Consider the test case below:

INSERT INTO t0(c0) VALUES (' ');
SELECT DISTINCT(t0.c0) != '' FROM t0; -- expected: 1, actual: 0

I would expect the SELECT to fetch a row with a value 1, since the DISTINCT(t0.c0) should be equal to ' ', and ' ' != '' should be true. However, the result is 0. I suspect that DISTINCT(t0.c0) assumes the COLLATE RTRIM. This is unexpected, since the documentation mentions that only the plus operator and CAST in combination with a column still assume the column's COLLATE, rather than having no implicit COLLATE:

If either operand is a column, then the collating function of that column is used with precedence to the left operand. For the purposes of the previous sentence, a column name preceded by one or more unary "+" operators and/or CAST operators is still considered a column name.

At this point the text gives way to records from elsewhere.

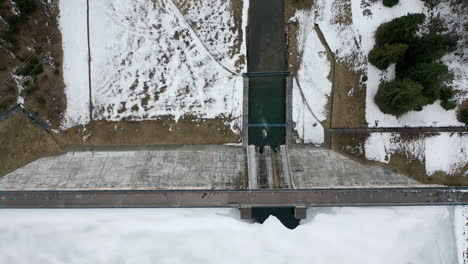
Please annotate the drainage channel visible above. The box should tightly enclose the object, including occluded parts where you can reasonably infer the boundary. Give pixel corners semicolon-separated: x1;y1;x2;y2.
243;0;305;229
244;0;289;150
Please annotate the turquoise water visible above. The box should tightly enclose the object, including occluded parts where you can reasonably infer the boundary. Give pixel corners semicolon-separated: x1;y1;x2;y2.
248;0;286;147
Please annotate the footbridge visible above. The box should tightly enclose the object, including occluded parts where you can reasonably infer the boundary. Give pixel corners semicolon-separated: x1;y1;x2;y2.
0;145;468;218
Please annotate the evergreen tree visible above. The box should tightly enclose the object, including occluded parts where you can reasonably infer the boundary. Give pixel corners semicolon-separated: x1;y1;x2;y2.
422;0;440;8
369;44;408;70
374;79;428;116
440;87;457;110
383;0;400;7
397;63;453;104
458;107;468;126
399;34;457;68
375;14;426;46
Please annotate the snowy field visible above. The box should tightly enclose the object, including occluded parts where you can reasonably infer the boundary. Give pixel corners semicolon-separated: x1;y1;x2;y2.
60;0;248;130
365;133;468;176
0;206;468;264
293;0;468;131
291;10;332;145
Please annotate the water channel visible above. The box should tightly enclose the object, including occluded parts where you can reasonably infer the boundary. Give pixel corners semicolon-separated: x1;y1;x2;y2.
248;0;286;147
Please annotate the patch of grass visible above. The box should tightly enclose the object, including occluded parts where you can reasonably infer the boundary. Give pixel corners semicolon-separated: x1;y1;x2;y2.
16;56;44;76
36;96;47;105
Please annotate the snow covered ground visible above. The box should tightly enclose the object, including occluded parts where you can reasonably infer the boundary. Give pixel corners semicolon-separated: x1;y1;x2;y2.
291;10;332;145
59;0;89;128
0;206;468;264
365;133;468;176
60;0;248;130
302;0;468;128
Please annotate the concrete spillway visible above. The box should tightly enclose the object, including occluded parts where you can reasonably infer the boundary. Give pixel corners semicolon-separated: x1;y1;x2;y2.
0;146;468;208
0;146;426;190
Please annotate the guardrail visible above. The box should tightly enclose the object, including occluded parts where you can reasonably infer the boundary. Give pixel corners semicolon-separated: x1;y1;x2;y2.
0;187;468;208
242;71;291;77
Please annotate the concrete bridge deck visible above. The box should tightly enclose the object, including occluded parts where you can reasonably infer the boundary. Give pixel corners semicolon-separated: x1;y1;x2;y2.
0;146;427;191
0;146;468;208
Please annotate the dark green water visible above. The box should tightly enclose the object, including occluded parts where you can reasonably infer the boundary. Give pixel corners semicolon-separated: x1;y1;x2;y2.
248;0;286;147
252;207;301;229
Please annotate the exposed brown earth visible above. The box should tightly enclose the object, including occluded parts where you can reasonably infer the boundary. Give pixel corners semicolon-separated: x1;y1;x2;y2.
332;133;468;186
0;112;63;175
0;0;66;128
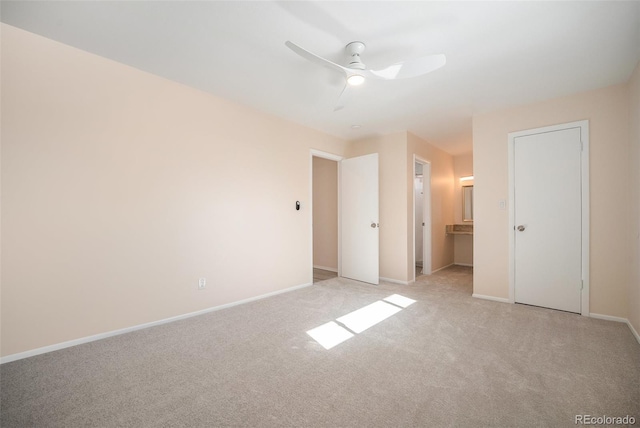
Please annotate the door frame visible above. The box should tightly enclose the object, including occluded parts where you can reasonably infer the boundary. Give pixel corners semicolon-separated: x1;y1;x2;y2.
508;120;589;316
411;154;433;282
309;149;344;284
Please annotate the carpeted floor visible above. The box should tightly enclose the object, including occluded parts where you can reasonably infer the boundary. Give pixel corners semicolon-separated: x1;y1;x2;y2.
0;267;640;428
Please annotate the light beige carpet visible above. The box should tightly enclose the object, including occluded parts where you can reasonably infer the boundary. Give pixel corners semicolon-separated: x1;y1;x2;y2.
0;267;640;428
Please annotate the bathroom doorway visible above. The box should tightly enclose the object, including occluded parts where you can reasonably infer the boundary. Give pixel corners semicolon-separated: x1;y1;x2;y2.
413;155;431;280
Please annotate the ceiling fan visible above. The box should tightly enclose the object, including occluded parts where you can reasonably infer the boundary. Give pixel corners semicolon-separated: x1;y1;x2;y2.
285;40;447;111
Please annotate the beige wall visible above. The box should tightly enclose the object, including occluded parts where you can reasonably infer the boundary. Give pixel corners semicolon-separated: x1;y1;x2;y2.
453;153;473;266
473;85;630;317
1;25;344;355
313;157;338;272
405;133;455;278
628;63;640;334
346;132;413;282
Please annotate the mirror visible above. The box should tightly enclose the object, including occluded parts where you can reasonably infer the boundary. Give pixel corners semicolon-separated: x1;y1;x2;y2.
462;186;473;221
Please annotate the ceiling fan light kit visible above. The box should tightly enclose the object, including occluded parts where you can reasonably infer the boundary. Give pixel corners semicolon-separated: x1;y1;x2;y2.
347;74;364;86
285;40;447;111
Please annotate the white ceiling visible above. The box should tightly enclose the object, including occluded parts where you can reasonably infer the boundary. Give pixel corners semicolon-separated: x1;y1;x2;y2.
0;0;640;155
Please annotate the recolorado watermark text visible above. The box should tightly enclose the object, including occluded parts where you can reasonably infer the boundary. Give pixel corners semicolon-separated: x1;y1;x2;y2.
574;415;636;425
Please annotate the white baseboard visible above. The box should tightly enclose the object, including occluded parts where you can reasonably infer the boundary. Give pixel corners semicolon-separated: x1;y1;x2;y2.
313;265;338;273
471;293;511;303
0;283;313;364
589;312;640;343
380;277;409;285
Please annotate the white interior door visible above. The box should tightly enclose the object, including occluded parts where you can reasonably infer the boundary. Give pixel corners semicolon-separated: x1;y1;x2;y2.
340;153;379;284
513;127;583;313
422;162;431;275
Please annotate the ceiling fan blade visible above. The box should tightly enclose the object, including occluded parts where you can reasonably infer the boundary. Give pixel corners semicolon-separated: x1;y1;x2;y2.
333;83;353;111
367;54;447;80
284;40;350;76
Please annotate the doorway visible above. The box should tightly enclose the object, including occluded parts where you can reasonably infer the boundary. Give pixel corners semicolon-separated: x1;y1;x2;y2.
311;154;339;283
413;155;431;281
509;121;589;315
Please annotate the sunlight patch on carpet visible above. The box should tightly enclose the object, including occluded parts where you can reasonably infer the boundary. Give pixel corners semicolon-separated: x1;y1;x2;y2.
307;294;416;349
336;300;402;333
307;321;353;349
383;294;416;308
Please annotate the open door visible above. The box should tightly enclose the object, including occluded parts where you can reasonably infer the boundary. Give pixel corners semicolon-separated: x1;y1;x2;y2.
340;153;380;284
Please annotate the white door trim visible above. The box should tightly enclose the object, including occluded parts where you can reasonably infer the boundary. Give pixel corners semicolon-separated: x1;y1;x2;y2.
309;149;344;284
508;120;589;316
411;154;432;281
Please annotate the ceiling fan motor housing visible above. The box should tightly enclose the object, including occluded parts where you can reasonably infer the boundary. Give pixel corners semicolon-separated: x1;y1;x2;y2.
344;42;366;70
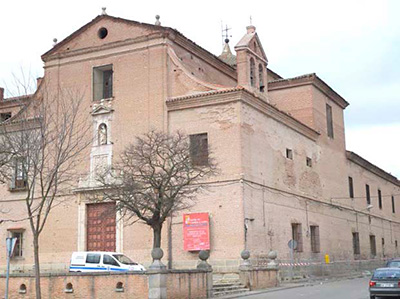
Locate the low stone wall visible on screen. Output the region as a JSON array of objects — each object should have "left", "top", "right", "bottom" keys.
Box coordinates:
[
  {"left": 279, "top": 259, "right": 386, "bottom": 280},
  {"left": 239, "top": 268, "right": 278, "bottom": 290},
  {"left": 0, "top": 273, "right": 148, "bottom": 299},
  {"left": 167, "top": 270, "right": 212, "bottom": 299},
  {"left": 0, "top": 269, "right": 212, "bottom": 299}
]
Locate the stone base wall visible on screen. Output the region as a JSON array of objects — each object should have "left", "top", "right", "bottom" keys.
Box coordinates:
[
  {"left": 0, "top": 273, "right": 148, "bottom": 299},
  {"left": 279, "top": 259, "right": 387, "bottom": 280},
  {"left": 0, "top": 270, "right": 212, "bottom": 299},
  {"left": 239, "top": 268, "right": 278, "bottom": 290},
  {"left": 167, "top": 270, "right": 212, "bottom": 299}
]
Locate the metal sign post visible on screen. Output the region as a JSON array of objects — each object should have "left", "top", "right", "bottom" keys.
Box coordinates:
[
  {"left": 5, "top": 238, "right": 17, "bottom": 299},
  {"left": 288, "top": 240, "right": 297, "bottom": 280}
]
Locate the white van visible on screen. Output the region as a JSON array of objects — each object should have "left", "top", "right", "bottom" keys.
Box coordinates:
[{"left": 69, "top": 251, "right": 146, "bottom": 272}]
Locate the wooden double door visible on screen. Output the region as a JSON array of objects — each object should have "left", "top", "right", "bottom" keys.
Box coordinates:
[{"left": 86, "top": 202, "right": 116, "bottom": 251}]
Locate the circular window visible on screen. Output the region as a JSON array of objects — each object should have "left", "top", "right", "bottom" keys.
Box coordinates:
[{"left": 97, "top": 27, "right": 108, "bottom": 39}]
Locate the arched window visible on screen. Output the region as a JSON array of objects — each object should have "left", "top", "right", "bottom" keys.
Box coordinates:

drh added on 2019-07-29 06:05:34:

The DISTINCT keyword is a modifier on SELECT. It is not a function that is applied to parts of the result set. The query actually parses out like this:

SELECT DISTINCT ((t0.c0) != '') FROM t0;

Hence, the RTRIM collating sequence does apply to the LHS of the comparison, and the result is 0.